BasisBijbel

1 Samuel 20:11-30 BasisBijbel (BB)

11. Jonatan antwoordde: "Kom mee naar buiten, het veld in." Ze liepen samen het veld in.

12. Daar antwoordde Jonatan: "Ik zweer bij de Heer, de God van Israël: morgen of overmorgen zal ik rond deze tijd naar mijn vader gaan. Dan zal ik bij hem uitzoeken, hoe hij over je denkt. Als ik een goed bericht voor je heb, zal ik je een boodschap sturen en het je in het geheim laten weten.

13. De Heer mag mij straffen als ik me niet houd aan wat ik zeg. Als mijn vader van plan is je te doden, zal ik het je laten weten. Ik zal je laten gaan, zodat je veilig kan vertrekken. Ik wens je toe dat de Heer met je zal zijn, zoals Hij met mijn vader is geweest.

14. Ik weet dat jij met de Heer leeft. Daarom vertrouw ik er op dat je me niet zal doden als ik nog in leven ben [ als jij koning wordt ].

15. En ook dat je goed zal zijn voor mijn kinderen wanneer de Heer al je vijanden heeft vernietigd."

16. Toen sloot Jonatan een verbond met David en zei: "Ik hoop dat de Heer over je vijanden zal oordelen."

17. En Jonatan liet David het opnieuw zweren. Want David was zijn allerbeste vriend en hij hield heel veel van hem.

18. Daarna zei Jonatan: "Morgen begint de nieuwe maand. Dan zal mijn vader je missen [ bij de feestmaaltijd ], want je plaats zal leeg blijven.

19. Maar op de derde dag moet je in ieder geval naar de plek komen waar je je de vorige keer had verborgen. Ga daar bij de Haëzel-rots zitten.

20. Ik zal drie pijlen langs de rots schieten, alsof ik op een doel mik.

21. Ik zal tegen mijn schildknaap zeggen: 'Ga de pijlen zoeken.' Als ik duidelijk tegen de jongen zeg: 'De pijlen liggen dichterbij! Haal ze!' dan kun je komen. Dan is het veilig voor je. Dan is er niets aan de hand, dat zweer ik bij de Heer.

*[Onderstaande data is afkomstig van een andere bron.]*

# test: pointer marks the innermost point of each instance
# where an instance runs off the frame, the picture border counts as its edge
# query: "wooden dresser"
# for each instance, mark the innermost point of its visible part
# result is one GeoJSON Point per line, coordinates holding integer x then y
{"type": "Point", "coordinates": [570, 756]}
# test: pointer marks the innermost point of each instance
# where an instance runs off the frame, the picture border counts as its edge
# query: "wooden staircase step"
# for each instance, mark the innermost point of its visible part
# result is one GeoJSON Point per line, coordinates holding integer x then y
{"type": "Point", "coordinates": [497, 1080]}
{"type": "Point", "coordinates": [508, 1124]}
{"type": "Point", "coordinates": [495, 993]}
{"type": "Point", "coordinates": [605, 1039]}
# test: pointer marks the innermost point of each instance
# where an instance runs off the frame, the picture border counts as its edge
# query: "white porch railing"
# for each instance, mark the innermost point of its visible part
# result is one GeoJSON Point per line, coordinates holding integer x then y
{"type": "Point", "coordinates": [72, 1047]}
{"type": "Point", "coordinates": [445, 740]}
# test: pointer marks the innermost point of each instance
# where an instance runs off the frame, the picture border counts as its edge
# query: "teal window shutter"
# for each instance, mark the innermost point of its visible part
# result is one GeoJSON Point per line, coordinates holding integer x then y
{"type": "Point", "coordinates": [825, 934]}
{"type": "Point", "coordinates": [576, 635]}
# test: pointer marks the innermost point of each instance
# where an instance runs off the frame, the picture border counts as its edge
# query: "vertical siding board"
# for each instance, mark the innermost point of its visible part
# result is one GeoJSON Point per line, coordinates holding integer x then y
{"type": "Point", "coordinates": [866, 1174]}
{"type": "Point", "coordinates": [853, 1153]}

22. Maar als ik tegen hem zeg: 'De pijlen liggen verder weg!' dan moet je vluchten. Dan stuurt de Heer je weg.

23. Maar onthoud dat de Heer [ als Rechter ] tussen jou en mij staat, als je je niet aan je belofte houdt."

24. Toen verborg David zich in het veld.Op de eerste dag van de nieuwe maand ging de koning aan tafel voor de feestmaaltijd.

25. Hij ging op zijn vaste plek zitten, bij de muur. Jonatan zat tegenover hem, Abner ging naast Saul zitten, maar de plaats van David bleef leeg.

26. Maar Saul zei er die dag niets van. Want hij dacht: 'Er zal iets met hem gebeurd zijn. Hij is misschien niet rein [ en mag dus van de wet niet aan de maaltijd meedoen ]. Dat zal het wel zijn.'

27. Maar toen op de tweede dag van het feest Davids plaats weer leeg bleef, vroeg Saul aan Jonatan: "Waarom heeft de zoon van Isaï gisteren en ook vandaag niet met de maaltijd meegedaan?"

28. Jonatan antwoordde: "David heeft mij dringend gevraagd om naar Betlehem te mogen gaan.

29. Hij zei: 'Laat mij alsjeblieft naar Betlehem gaan, want we hebben een offerfeest voor onze familie in de stad. Mijn broer heeft me gevraagd om ook te komen. Mag ik alsjeblieft vertrekken om mijn broers te bezoeken?' Daarom is hij niet bij u aan tafel."

30. Toen werd Saul woedend op Jonatan en hij zei tegen hem: "Waardeloze zoon dat je bent! Ik wist wel dat jij de kant hebt gekozen van de zoon van Isaï! Je zet jezelf en je moeder te schande!